You can check for these in a number of ways. After counting reads, look at the clustering (using dba,plotHeatmap()) and PCA (using dba.plotPCA()) to see what is driving the variance in your samples. After performing an analysis, you can retrieve all of the statistics using dba.report() and setting th=1 to see all the consensus peaks. This will show you the relative concentrations of reads in each sample group and the calculated fold change, along with the p-value and FDR confidence scores. You can also set bCounts=TRUE to see the normalized read scores for each peak in each of the samples to see if this corresponds with what you are seeing in your genome browser.
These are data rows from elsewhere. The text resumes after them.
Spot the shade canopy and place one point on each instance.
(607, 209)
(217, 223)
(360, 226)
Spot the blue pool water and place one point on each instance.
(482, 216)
Another reason for not seeing the differential peaks you expect can be an inappropriate normalization, where biological variance of interest is normalized away. You can use the dba.plotMA() function to look at the distributions of reads in the raw data, and compare to how this changes under different normalization schemes.

The bottom line is that using overlaps of called peak is not really a reliable way to detect differences in enrichment patterns. We have shown both that peaks unique to one condition do not necessarily stand up to a robust quantitative analysis, and likewise peaks that are called in all samples across conditions can still have very low FDR scores indicating that their affinity is consistently different between samples in different sample groups.